Stehen die wirtschaftlichen Ampeln in Ostdeutschland auf rot? - Bild: Pixabay

"Obgleich sich die Wirtschaftskraft zwischen Ost- und Westdeutschland in den letzten Jahren weiter angenähert hat, beträgt der durchschnittliche Abstand 2016 noch 27 Prozent", heißt es im Jahresbericht zum Stand der Deutschen Einheit 2017, der am Mittwoch vom Kabinett beraten wird und aus dem die Schweriner Volkszeitung am Dienstag vorab berichtete.

"Die Verringerung dieses Abstandes hat sich in den letzten anderthalb Jahren erheblich verlangsamt", heißt es im Jahresbericht weiter. Das Bruttoinlandsprodukt je Einwohner lag im vergangenen Jahr im Osten bei 73,2 Prozent, ein Plus von 0,7 Prozentpunkten im Vergleich zu 2015.

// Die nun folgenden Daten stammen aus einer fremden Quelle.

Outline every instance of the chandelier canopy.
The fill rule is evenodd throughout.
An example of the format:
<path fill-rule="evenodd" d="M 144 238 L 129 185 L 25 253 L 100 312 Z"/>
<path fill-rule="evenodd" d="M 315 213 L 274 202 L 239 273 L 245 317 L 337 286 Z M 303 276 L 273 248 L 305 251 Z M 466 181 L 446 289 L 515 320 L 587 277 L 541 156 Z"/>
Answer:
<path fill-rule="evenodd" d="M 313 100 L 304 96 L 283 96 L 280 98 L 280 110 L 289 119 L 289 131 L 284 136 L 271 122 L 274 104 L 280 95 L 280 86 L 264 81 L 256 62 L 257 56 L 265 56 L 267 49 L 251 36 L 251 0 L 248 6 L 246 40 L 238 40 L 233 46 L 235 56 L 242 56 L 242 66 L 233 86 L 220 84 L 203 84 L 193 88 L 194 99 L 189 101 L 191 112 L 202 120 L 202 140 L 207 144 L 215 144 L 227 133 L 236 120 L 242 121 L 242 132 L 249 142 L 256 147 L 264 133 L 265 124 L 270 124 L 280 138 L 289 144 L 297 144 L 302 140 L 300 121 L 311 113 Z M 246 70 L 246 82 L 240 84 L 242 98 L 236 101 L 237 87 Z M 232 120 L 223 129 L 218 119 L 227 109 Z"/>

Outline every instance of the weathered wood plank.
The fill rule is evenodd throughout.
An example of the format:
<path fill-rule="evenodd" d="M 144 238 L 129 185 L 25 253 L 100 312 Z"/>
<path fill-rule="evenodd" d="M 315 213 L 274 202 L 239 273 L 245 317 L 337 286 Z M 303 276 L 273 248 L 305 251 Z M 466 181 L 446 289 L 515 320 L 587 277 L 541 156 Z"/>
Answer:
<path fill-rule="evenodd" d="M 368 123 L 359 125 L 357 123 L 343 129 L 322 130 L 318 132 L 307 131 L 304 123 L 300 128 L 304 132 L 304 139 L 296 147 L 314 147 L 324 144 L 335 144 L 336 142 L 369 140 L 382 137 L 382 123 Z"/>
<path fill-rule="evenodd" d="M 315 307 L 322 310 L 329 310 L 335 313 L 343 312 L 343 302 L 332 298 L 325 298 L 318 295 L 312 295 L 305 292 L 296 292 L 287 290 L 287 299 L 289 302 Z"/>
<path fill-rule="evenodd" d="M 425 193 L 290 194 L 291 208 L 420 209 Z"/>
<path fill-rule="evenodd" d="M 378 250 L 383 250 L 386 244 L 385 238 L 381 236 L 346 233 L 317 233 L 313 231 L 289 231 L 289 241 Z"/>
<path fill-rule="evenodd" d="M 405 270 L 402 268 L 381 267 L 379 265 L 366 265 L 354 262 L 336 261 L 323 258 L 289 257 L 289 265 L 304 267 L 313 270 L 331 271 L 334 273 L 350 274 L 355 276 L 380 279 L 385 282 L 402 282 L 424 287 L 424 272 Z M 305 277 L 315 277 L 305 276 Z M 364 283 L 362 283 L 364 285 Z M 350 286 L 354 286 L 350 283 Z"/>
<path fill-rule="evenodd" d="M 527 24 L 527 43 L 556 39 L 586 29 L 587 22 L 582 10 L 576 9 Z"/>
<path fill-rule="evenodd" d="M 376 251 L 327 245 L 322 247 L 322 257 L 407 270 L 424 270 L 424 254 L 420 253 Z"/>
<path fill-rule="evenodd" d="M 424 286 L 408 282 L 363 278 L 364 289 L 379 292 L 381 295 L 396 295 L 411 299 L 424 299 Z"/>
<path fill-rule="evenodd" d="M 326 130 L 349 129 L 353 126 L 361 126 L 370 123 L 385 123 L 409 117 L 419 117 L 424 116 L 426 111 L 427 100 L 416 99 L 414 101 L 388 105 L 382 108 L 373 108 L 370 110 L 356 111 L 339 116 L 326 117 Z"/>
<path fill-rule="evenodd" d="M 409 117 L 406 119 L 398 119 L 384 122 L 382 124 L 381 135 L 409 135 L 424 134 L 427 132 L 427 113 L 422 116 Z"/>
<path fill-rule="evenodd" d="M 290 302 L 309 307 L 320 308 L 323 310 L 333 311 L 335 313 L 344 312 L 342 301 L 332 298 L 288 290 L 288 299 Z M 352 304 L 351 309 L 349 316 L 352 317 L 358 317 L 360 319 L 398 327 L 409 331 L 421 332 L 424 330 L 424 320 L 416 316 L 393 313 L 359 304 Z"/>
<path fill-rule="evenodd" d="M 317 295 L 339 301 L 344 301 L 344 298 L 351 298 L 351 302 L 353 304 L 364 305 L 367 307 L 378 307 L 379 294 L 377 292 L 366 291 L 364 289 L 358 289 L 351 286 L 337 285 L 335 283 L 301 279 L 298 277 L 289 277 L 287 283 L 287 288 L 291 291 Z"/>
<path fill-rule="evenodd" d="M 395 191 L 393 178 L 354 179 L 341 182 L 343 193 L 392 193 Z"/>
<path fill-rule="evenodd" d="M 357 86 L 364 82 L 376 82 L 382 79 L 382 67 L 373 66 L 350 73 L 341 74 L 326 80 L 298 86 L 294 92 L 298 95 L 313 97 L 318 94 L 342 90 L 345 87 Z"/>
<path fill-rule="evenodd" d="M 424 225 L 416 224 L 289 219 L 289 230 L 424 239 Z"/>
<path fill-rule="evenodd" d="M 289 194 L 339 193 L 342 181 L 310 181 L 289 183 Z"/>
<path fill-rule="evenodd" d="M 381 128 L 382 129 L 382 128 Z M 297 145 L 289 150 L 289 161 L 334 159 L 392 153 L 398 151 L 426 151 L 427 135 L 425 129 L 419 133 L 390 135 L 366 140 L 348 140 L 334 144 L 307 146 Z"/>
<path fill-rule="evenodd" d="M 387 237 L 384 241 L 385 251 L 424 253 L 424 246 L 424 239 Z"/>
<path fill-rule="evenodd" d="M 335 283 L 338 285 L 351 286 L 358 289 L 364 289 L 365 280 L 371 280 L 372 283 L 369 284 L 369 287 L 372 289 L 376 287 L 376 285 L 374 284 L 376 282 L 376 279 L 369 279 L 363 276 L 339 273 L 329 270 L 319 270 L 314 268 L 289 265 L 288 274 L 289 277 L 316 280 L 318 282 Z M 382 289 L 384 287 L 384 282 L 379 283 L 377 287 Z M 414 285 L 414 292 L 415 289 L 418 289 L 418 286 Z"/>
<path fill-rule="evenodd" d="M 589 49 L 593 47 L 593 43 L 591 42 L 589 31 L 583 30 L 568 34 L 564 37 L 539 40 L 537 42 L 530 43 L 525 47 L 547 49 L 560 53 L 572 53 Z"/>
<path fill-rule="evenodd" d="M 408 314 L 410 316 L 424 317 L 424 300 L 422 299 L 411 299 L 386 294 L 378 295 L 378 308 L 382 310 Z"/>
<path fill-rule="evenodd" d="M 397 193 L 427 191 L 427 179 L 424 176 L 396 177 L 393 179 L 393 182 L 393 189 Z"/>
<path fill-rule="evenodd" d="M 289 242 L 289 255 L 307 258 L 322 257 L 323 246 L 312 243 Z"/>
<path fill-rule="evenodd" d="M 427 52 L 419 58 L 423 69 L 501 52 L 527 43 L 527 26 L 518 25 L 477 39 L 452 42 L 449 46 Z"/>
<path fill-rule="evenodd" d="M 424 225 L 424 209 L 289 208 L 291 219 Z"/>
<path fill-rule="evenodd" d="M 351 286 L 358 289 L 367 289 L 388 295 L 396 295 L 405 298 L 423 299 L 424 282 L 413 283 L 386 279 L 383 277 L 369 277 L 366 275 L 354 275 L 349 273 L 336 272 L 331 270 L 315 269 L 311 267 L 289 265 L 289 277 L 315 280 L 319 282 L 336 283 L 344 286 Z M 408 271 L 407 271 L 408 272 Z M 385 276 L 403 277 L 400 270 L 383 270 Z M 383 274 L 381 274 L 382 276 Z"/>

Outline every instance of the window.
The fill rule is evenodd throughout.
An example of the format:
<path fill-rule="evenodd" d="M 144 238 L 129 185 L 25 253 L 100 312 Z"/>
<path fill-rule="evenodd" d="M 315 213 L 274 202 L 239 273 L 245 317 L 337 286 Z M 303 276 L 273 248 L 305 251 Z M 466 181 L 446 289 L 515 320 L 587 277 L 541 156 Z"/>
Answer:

Ostdeutsche Wirtschaft zu kleinteilig

Die Bundesregierung erklärt den Rückstand der neuen Länder der Zeitung zufolge mit der "Kleinteiligkeit der Wirtschaft" und einem "Mangel an Konzernzentralen großer Unternehmen". Zudem sei die ostdeutsche Industrie stärker als die westdeutsche "auf weniger wertschöpfungsintensive Vorprodukte" orientiert.

Die Wirtschaftskraft der neuen Länder habe jedoch den Durchschnitt der Europäischen Union "bereits fast erreicht", heißt es weiter. Einigen ostdeutschen Regionen wie Jena oder Leipzig sei es gelungen, "westdeutsche Regionen bei der Wirtschaftskraft zu überholen".

Die Beschäftigtenzahl in Ostdeutschland erreichte mit 7,8 Millionen im vergangenen Jahr laut Bericht den höchsten Stand seit der Wiedervereinigung. Dennoch war die Arbeitslosenquote in den neuen Bundesländern mit 8,5 Prozent auch 2016 höher als im Westen (5,6 Prozent).

Das Steueraufkommen der ostdeutschen Länder ist entsprechend deutlich geringer. Es betrug 2016 im Schnitt 1.444 Euro je Einwohner, in den westdeutschen Flächenländern waren es 2.105 Euro.